The Sudanese Army and a paramilitary group known as the Rapid Support Forces were once aligned. The R.S.F. fought on behalf of the Sudanese Army, until its outgrown influence and the ambitions of its leader, Lt. Gen. Mohamed Hamdan, put the two groups in direct confrontation.
Who are the Rapid Support Forces?
The Rapid Support Forces can trace its origins to the notorious Janjaweed militias, which in the 2000s helped Sudan’s Army crush a rebellion in the western region of Darfur. While the military had an air force and heavy weapons, the Janjaweed provided on-the-ground fighters in isolated areas.
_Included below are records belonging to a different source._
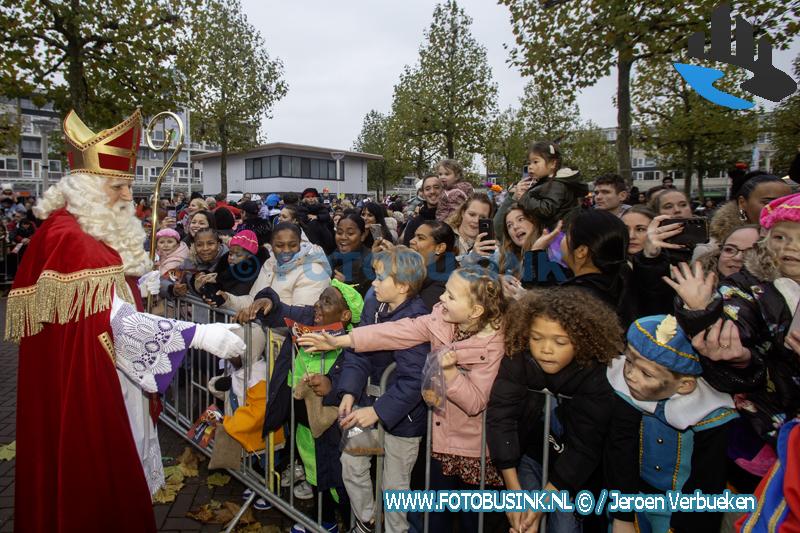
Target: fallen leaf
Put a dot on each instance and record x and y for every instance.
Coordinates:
(167, 493)
(247, 518)
(188, 462)
(218, 480)
(216, 513)
(258, 528)
(173, 476)
(203, 514)
(8, 451)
An estimated 300,000 people were killed in the conflict between 2003 and 2008, and 2.5 million more were displaced, according to the United Nations. The International Criminal Court opened investigations into the genocidal violence, indicting Sudan’s longtime dictator, Omar Hassan al-Bashir, on charges of genocide and crimes against humanity in 2009.
Mr. al-Bashir was adamant about giving the group an institutional veneer, and in 2013, it became the R.S.F., with members first deployed as border guards, then as mercenaries for a Saudi-led coalition in Yemen.
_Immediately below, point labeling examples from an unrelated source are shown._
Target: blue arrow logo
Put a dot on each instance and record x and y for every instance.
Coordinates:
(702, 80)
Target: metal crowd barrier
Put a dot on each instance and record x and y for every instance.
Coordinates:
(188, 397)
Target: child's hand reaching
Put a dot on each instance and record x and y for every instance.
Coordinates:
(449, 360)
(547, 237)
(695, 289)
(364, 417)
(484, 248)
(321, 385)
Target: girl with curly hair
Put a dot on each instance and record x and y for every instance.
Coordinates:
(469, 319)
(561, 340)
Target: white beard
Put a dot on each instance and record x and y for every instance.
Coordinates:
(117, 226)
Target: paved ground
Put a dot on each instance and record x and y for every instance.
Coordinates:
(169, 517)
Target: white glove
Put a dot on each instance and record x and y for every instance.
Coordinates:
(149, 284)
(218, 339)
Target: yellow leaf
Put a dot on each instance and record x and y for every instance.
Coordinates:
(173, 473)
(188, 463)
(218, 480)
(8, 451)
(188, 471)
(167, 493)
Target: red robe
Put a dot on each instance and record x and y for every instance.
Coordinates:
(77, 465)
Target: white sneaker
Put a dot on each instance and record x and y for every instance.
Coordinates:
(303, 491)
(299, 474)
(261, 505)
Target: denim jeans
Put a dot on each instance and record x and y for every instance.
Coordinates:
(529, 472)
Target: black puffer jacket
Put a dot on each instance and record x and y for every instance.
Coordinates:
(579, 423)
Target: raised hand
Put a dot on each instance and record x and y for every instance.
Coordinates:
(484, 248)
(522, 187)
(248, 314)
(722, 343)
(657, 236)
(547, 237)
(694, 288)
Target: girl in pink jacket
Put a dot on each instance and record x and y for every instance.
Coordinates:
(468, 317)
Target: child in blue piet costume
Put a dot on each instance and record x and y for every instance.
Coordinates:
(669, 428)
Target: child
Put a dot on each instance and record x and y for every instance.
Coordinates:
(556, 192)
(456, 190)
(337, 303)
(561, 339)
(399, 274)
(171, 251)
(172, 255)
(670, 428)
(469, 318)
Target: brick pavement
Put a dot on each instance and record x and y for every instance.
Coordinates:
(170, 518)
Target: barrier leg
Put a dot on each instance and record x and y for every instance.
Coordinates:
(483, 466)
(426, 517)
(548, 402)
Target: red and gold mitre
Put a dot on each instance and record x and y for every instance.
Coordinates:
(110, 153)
Who is the R.S.F. leader, General Hamdan?
Lt. Gen. Mohamed Hamdan, mostly known as Hemeti, is a former Janjaweed leader who was once backed by Mr. al-Bashir, but who eventually helped oust him following a popular uprising in 2019.
In 2021, General Hamdan and the army chief, Gen. Abdel Fattah al-Burhan, staged another coup, and, until Saturday, the two had been sharing power.
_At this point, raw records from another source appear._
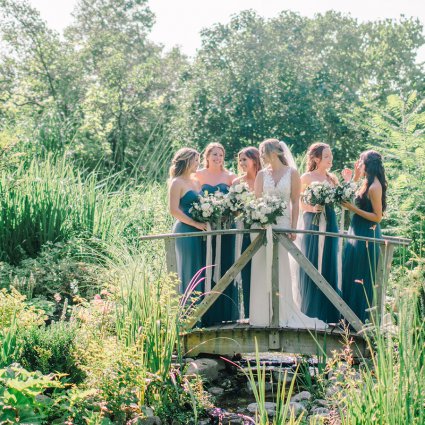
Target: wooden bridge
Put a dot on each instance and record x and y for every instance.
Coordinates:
(230, 338)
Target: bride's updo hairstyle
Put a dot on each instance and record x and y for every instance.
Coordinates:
(374, 167)
(182, 161)
(315, 151)
(269, 146)
(208, 150)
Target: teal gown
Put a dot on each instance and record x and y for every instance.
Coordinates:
(189, 255)
(225, 308)
(360, 261)
(314, 303)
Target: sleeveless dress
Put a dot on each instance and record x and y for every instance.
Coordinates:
(313, 302)
(261, 285)
(188, 250)
(225, 307)
(360, 260)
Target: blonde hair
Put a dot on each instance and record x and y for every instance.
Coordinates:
(269, 146)
(181, 161)
(252, 153)
(208, 150)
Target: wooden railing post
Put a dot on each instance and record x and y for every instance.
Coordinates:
(226, 279)
(382, 272)
(170, 255)
(275, 285)
(321, 282)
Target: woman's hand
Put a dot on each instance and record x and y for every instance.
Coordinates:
(317, 208)
(347, 174)
(347, 205)
(357, 170)
(199, 225)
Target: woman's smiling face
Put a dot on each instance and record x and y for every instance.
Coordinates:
(216, 157)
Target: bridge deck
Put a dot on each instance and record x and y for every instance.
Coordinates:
(228, 339)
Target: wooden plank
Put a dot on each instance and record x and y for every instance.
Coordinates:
(321, 282)
(275, 284)
(381, 278)
(170, 255)
(199, 234)
(227, 342)
(381, 241)
(225, 281)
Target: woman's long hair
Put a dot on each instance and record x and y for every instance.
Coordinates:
(316, 151)
(208, 150)
(182, 161)
(374, 167)
(270, 146)
(252, 153)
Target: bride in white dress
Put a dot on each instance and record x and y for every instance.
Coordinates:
(280, 178)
As General Hamdan’s influence grew, along with his aspirations to lead the country, the two generals became enemies. The military had pushed to integrate the R.S.F. into its ranks, but the paramilitary group resisted.
How large is the R.S.F.?
Experts and Western officials estimate the R.S.F. to number between 70,000 and 150,000 fighters. Its members include former military and intelligence officers, according to Roland Marchal, a sociologist at Sciences Po University in Paris and an expert on civil wars in Africa.
In recent months, General Hamdan has recruited more fighters from the country’s east and north in an attempt to widen his support base, according to Mr. Marchal.
He has also deepened his connection to foreign powers, visiting Russia at the beginning of the war on Ukraine, partnering with the Wagner mercenary group to dig for gold in Sudan, and deploying troops in Yemen, to serve the interests of Saudi Arabia, and in Libya, for the United Arab Emirates.
Still, the R.S.F. lacks the firepower of the military. The group doesn’t have planes, for instance. And while R.S.F. fighters are used to operating in rural areas, they are not as well-trained for combat in cities like Khartoum, according to Mr. Marchal.